Notification: Employers may not require more than 48 hours’ notice of the need for leave; in an emergency, the employer must accept “reasonable” notice.
Certification: Employers may request “reasonable” certification for absences of three or more consecutive working days – however, employers that do not contribute towards an employee’s health insurance premiums may not require certification for absence under declared emergency paid leave.
- When certification is requested, the employee is not required to provide it until one week after returning to work. (see §32-531.04(a-1))
Recordkeeping requirements follow existing requirements under ASSLA: record of hours worked and leave taken must be retained for three years.
The amendment expires in 90 days (July 9, 2020), unless extended.
Michigan COVID-19 Leave and Job Protection
On April 3 the governor of Michigan issued Executive Order 2020-36, requiring employers to provide leave and job protection for employees exposed to or diagnosed with COVID-19.
Employees who test positive for COVID-19, or who display one or more of the principal symptoms of COVID-19, should remain in their home or place of residence, even if they are otherwise permitted to leave under Executive Order 2020-21 or any executive order that may follow it (note: on April 9 Executive Order 2020-21 was rescinded and replaced by Executive Order 2020-42), until:
- Three days have passed since their symptoms have resolved, and
- Seven days have passed since symptoms first appeared or since the test yielding a positive result was administered.
These requirements cease to apply to anyone who, after showing symptoms, receives a negative COVID-19 test.
Employees who have been in close contact with someone who tests positive for COVID-19 are instructed to remain home until 14 days have passed since contact, or the symptomatic person receives a negative COVID-19 test.

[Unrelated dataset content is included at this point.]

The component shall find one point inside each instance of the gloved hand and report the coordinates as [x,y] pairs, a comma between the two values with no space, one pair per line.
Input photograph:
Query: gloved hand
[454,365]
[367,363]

- This excludes healthcare professionals, health facility workers, first responders, child protective services employees, employees of child caring institutions, and correctional facility workers,
Employers are prohibited from terminating or otherwise penalizing employees who stay home from work under the terms of the Order, unless the employee returns to work before the time periods specified above have lapsed.

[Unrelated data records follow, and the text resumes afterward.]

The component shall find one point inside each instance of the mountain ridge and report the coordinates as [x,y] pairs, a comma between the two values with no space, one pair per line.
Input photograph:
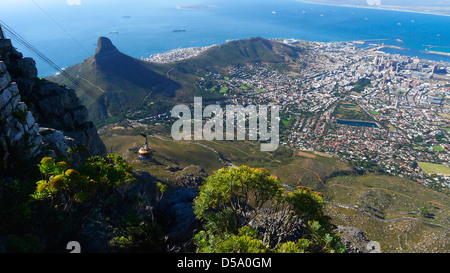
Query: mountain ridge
[124,84]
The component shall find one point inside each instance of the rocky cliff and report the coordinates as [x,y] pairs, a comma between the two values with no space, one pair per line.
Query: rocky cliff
[37,116]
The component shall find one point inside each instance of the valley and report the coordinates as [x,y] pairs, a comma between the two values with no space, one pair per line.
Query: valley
[400,214]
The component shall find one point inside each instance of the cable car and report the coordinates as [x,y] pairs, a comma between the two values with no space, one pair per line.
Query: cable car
[145,152]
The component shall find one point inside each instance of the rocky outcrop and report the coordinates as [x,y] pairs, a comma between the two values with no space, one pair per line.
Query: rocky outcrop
[19,132]
[28,103]
[354,240]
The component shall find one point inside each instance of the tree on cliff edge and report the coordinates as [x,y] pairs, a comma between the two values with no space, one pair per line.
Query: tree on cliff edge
[245,210]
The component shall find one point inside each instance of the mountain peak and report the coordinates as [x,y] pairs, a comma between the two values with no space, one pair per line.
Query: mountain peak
[105,47]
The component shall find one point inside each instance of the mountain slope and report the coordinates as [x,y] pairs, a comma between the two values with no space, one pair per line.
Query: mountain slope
[125,86]
[241,52]
[119,82]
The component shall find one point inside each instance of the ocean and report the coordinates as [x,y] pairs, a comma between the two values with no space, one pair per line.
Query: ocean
[66,31]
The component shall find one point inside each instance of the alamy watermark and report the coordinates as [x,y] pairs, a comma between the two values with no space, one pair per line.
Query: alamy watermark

Employers must treat employees as if they were taking leave under Michigan’s Paid Medical Leave Act (PMLA) (MCL §408.961 et seq). Leave must be allowed for the duration of the employee’s need as defined under the Order. The employer may decrement the employee’s PMLA hours or, if the employee has exhausted time, provide unpaid leave. (Note that the Order applies to all employers, even those with fewer than 50 employees who are not required to provide accrued time under PMLA.)
Nothing in the Order prohibits an employer from disciplining or discharging an employee who is allowed to return to work under the Order but refuses to do so.

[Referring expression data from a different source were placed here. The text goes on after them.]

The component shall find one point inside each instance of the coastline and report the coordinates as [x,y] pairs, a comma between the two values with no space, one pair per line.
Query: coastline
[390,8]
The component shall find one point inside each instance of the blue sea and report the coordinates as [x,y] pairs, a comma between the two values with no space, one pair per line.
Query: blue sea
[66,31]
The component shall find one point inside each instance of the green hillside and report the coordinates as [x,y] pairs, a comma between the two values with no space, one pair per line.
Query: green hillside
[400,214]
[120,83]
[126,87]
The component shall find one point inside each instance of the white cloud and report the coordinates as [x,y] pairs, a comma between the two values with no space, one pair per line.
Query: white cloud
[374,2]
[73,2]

The Order is in effect until the end of the declared states of emergency and disaster.
Seattle, WA Paid Sick and Safe Time Emergency Rule
On April 8, 2020, Seattle’s Office of Labor Standards (OLS) issued an Emergency Rule (SHRR 70-080) indicating that employers may not require a doctor’s note or other healthcare provider certification during the COVID-19 outbreak, citing that it poses an “unreasonable burden” on employees. Employers are instructed to accept alternative methods of verification such as an oral or written statement from the employee, or documentation from other individuals such as service providers, social workers, case managers or legal advocates stating that, to their knowledge, the employee is using PSST for a covered purpose. The Rule is in effect through June 7, 2020.